National Enameling and Stamping Company was incorporated in New Jersey on 21 January 1899. It absorbed several U.S. firms long embroiled in legal disputes about proprietary manufacturing processes: the St. Louis Stamping Company, Kieckhefer Brothers Co. (Milwaukee), Haberman Manufacturing Co. (Brooklyn), and Matthai, Ingram and Co. (Baltimore). In the early 20th century, one of its trade-name brands was Royal Granite Enameled Ware. Another was the "Nesco Perfect Oil Cook Stove." By 1940 the NESCO plant in Granite City, IL (near St. Louis) alone had 1500 employees. By the mid-1940s the firm billed itself as "The World's Largest Manufacturer of Housewares." Metal Ware, of Two Rivers, WI, purchased NESCO in 1981.

==Baltimore factory==

One former National Enameling and Stamping Company plant is the historic factory complex located at Baltimore.
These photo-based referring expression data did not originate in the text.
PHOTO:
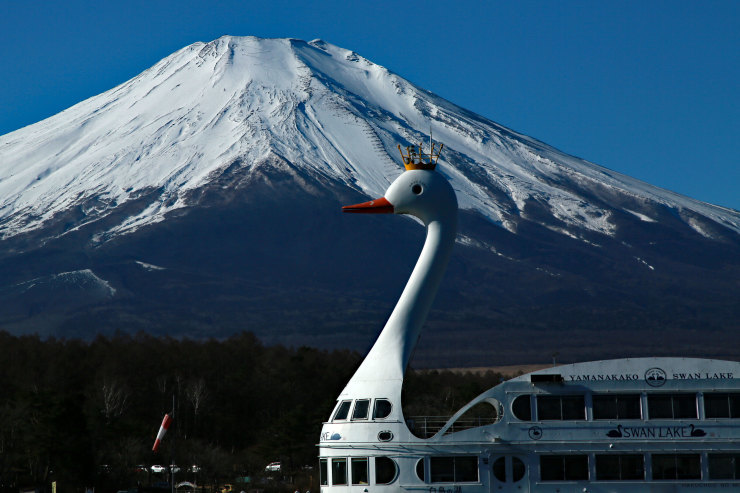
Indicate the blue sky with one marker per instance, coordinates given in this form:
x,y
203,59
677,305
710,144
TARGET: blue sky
x,y
650,89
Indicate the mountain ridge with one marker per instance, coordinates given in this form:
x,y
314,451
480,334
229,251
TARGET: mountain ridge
x,y
279,133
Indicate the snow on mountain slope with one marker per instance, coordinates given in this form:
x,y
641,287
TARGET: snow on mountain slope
x,y
325,110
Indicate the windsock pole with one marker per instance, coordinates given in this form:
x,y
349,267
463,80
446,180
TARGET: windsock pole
x,y
162,430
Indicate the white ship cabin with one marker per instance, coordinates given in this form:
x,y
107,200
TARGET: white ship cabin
x,y
627,425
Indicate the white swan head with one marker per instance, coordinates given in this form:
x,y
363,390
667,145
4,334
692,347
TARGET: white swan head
x,y
425,194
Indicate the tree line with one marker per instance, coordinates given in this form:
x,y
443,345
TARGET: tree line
x,y
85,413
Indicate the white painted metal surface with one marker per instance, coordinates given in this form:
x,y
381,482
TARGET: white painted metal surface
x,y
626,425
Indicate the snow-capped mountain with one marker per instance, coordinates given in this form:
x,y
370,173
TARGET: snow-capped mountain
x,y
237,119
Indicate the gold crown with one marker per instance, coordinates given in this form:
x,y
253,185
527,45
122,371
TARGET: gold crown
x,y
415,158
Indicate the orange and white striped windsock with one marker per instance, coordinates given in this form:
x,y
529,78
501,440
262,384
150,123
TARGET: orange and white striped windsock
x,y
162,430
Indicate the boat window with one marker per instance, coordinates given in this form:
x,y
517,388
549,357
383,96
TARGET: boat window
x,y
676,466
382,408
499,469
722,405
338,471
563,467
561,407
672,406
522,408
362,406
359,470
323,473
616,406
420,469
487,412
620,467
724,466
518,469
458,469
342,410
385,470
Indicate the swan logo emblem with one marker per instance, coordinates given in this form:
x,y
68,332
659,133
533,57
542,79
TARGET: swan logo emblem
x,y
655,377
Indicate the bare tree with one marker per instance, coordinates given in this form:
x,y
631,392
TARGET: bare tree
x,y
196,393
114,397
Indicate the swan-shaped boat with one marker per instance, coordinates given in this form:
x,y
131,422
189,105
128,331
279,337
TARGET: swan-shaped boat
x,y
625,425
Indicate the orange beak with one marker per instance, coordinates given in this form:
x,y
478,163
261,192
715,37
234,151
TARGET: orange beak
x,y
377,206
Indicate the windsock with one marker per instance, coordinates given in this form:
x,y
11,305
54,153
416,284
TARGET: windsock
x,y
162,430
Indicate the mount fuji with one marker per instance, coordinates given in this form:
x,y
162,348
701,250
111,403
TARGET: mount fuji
x,y
202,198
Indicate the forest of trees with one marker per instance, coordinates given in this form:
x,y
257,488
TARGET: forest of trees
x,y
85,413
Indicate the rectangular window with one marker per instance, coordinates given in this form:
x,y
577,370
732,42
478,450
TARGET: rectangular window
x,y
616,406
459,469
338,471
561,407
676,466
672,406
362,406
563,467
620,467
359,470
342,410
722,405
724,466
323,473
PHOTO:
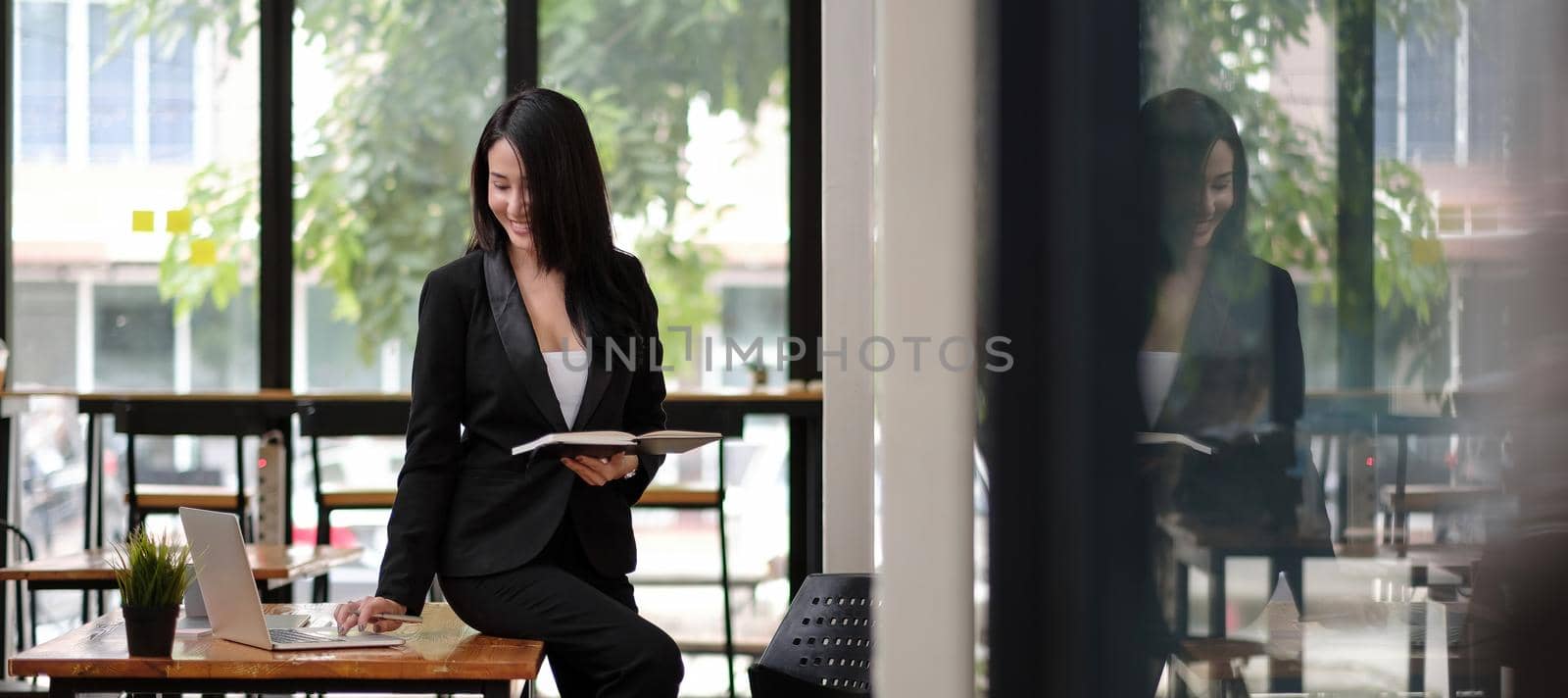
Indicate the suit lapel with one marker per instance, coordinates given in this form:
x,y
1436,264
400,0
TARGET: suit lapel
x,y
517,339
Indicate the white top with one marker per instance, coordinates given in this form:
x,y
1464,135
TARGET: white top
x,y
568,376
1156,374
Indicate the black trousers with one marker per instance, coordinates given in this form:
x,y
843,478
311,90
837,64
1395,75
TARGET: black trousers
x,y
595,640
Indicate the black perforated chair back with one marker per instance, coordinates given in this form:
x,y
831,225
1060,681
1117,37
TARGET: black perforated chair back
x,y
823,645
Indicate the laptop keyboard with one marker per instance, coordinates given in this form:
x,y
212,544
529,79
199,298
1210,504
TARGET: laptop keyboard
x,y
297,635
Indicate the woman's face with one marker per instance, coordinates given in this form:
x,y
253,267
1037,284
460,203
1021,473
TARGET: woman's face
x,y
509,195
1219,193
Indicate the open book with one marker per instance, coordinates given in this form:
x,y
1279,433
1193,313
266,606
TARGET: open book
x,y
1170,438
604,444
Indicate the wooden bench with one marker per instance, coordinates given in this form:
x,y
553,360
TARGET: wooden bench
x,y
273,567
441,656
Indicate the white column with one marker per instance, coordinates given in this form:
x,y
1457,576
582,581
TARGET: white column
x,y
1462,90
85,331
847,106
184,446
302,341
924,276
1402,90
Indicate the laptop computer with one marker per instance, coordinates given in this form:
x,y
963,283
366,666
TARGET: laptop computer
x,y
229,592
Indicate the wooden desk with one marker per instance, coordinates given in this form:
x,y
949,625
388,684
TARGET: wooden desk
x,y
441,656
273,567
1207,546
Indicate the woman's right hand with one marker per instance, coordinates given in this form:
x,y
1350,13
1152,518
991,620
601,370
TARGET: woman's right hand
x,y
365,616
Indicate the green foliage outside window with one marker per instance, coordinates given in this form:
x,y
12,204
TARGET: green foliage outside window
x,y
381,196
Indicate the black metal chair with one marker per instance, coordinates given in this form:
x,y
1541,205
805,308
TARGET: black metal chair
x,y
729,424
345,418
25,623
179,418
823,643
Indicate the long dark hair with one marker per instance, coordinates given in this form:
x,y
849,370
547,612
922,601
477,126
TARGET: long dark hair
x,y
1180,127
568,211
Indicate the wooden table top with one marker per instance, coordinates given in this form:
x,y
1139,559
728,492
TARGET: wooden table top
x,y
439,648
269,562
289,396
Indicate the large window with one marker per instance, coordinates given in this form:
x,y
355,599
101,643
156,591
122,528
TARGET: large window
x,y
1317,486
124,278
695,145
135,117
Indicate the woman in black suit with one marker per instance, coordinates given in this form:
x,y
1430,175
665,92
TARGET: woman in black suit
x,y
1223,352
541,326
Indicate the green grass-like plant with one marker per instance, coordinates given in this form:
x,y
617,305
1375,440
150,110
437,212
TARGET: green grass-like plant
x,y
151,572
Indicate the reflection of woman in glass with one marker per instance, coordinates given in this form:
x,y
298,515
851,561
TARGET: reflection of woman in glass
x,y
1222,358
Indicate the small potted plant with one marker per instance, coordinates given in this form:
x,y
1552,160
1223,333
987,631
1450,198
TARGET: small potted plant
x,y
153,573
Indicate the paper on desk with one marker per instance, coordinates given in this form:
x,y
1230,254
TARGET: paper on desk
x,y
1168,438
1280,624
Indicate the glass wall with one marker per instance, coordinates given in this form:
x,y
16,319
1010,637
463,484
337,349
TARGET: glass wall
x,y
125,274
1325,527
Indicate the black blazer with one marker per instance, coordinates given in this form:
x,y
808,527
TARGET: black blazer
x,y
465,504
1241,361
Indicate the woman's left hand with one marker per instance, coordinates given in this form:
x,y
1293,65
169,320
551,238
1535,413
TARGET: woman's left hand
x,y
601,471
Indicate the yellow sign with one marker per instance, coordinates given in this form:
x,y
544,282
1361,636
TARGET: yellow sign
x,y
204,253
179,222
1426,250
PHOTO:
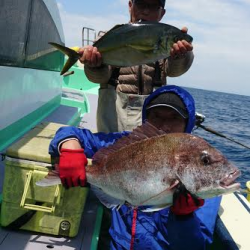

It was constructed in 1887 by Matthai, Ingram, and Co.--one of the metalworking firms absorbed in the incorporation of NESCO in 1899. The densely packed complex fills an almost 5 acre site and consists of 17 interconnected buildings and one structure that vary in height from one to five stories. The complex was organized to house three primary functions in discrete sections: the manufacture of tinware, the manufacture of enameled and japanned wares, and storage, warehousing, and distribution. The plant ceased production of tinware and enameled wares in 1952.

NESCO owner George Worth Knapp lived nearby at the Hilton estate and dairy farm near Catonsville, Maryland purchased in 1917.

National Enameling and Stamping Company was listed on the National Register of Historic Places in 2002.